Shinji, the whining Carrie (he’s not helped by being voiced by a Japanese girl!!) of the piece – ready to go off like a firecracker at any given moment, is still finding it hard to come to terms with his new-found purpose in life, and takes one step forward and two steps back when he finds first Asuka’s, and then Rei’s, life under threat, yet again. The bond between him and Rei, whilst arguably not as developed as in the original series, is still there, and – if you watched Evangelion 1.11 and 2.22 back-to-back I’m sure you would see exactly why things lead to where they do. I don’t really like Shinji much, he has played the petulant child for too long now, and it just gets a little boring and grating (How many times does his dad have to tell him to grow up before he listens?). It does, however, work as an interesting counterpoint for the other characters – the over-confident soloist newcomer Mari; the shy, semi-suicidal, do-whatever-it-takes Rei; and the bolshie, aggressive and arrogant Asuka (who will happily kick Shinji’s ass, whilst butt-naked!) – all girls who not only suffer for their own mistakes, but actually suffer at the hands of Shinji’s childish whims. Thankfully, by the end of it all, even if he hasn’t suddenly grown up, he does appear to know what he wants a little more – and consequently seems more prepared to do whatever he needs to do to get it.

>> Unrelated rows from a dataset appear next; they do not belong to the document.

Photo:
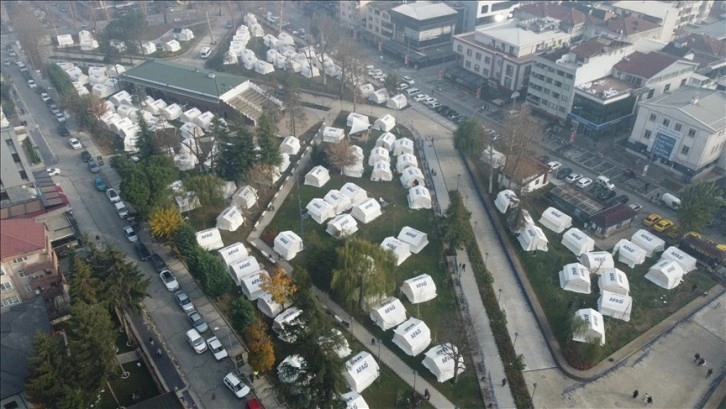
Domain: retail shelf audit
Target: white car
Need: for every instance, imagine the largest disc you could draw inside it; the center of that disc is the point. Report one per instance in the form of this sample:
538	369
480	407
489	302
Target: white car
215	346
573	177
237	387
196	341
172	285
583	183
130	234
75	143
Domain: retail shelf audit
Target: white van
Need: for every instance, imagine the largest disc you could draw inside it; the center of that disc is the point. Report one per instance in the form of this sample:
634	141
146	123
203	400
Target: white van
121	209
605	182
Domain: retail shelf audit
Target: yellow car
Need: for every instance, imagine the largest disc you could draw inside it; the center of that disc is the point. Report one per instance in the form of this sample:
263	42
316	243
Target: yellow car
651	220
663	225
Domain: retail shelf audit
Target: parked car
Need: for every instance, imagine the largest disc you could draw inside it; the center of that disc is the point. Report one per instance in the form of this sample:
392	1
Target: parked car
142	251
195	318
583	183
130	234
235	385
215	346
171	284
196	341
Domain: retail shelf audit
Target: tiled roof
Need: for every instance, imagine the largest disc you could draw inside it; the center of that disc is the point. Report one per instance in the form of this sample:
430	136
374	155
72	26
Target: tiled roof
645	65
20	236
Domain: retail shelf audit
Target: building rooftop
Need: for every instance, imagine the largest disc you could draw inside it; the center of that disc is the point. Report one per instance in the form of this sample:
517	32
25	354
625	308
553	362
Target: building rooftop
645	65
425	10
182	79
700	104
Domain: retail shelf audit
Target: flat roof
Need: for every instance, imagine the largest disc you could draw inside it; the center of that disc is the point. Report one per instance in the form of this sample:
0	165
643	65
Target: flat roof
182	79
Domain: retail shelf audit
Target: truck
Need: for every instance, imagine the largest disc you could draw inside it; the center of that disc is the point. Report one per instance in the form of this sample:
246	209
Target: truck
100	184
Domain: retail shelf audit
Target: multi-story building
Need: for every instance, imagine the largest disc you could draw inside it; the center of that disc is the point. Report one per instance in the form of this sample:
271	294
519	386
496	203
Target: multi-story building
555	75
502	53
684	130
28	263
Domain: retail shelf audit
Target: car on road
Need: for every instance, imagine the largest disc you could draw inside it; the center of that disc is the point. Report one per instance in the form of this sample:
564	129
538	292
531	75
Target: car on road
652	219
196	341
75	144
142	251
170	282
113	195
215	346
195	318
663	225
235	385
583	183
183	300
93	166
130	234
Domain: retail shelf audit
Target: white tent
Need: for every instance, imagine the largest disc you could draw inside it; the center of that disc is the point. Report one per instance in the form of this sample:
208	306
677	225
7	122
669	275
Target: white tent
385	123
615	305
687	262
419	289
415	239
355	170
505	199
532	238
290	145
381	172
286	318
268	306
666	274
240	269
233	253
378	154
355	193
406	160
576	278
440	361
386	141
648	241
251	285
210	239
366	211
615	281
340	202
555	220
400	249
361	371
577	242
318	176
411	177
596	261
354	401
320	210
230	219
412	336
419	198
388	314
288	244
595	329
397	102
629	253
403	145
245	197
342	226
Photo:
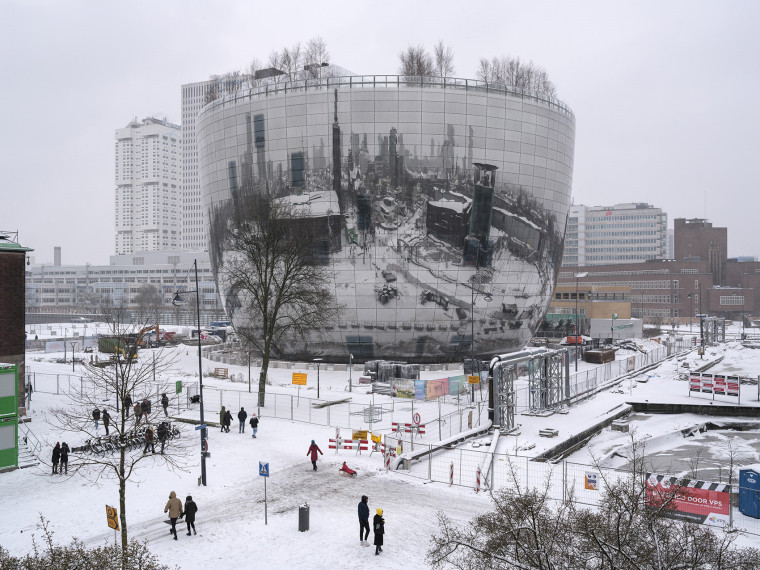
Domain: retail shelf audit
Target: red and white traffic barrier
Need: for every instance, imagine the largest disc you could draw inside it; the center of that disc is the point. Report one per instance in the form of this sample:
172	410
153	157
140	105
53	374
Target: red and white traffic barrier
408	428
357	444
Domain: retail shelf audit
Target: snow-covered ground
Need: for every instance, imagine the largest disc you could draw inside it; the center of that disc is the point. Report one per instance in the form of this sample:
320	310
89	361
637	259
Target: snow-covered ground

Even the side-characters get a little more development, with the persistently drunk Misato revealing more about her history with her dad, and consequently briefly giving us a glimpse of the Second Impact. And the characters aren’t the only ones who have evolved over this second instalment, with both the Angels and the Evas themselves undergoing some severe changes – and not just in terms of animation style. This is the chapter where we’re introduced to the autopilot ‘dummy’ pods, rogue Eva units, resurrected Angels, and finally the toughest Angel that NERV has ever faced. Evas prove themselves to be good, bad, and perhaps even divine, whilst the Angels take one step closer to their goal – the fallen Angel Lilith at the heart of Tokyo-3’s underground base. And that’s exactly where all the action stems from.
After the first part laid the foundations and reminded you of what had happened before (in the series), Evangelion: 2.22 – You Can (Not) Advance proves itself to be the Aliens to 1.11’s Alien, a tremendous successor, an action-packed, guns-and-fury chapter built around a solid story, with well-developed characters, tense confrontations and serious consequences. Did Gendo plan the destruction of the Arctic base and, subsequently, one of Russia’s only Eva units? Is he attempting to bring about the 3rd Impact? And what of the mysterious SEELE group and their Human Instrumentality Project to attempt to touch the Gods? Will they sit back and let the 3rd Impact commence before schedule? (Hint: Watch after the credits to find out). Not only will you be desperate to see what happens next in this fantastic reboot series, but you will probably have no idea where they could possibly go from here. And with two instalments left – the next one tentatively called Evangelion: 3.0 – The Quickening – I simply can’t wait to find out.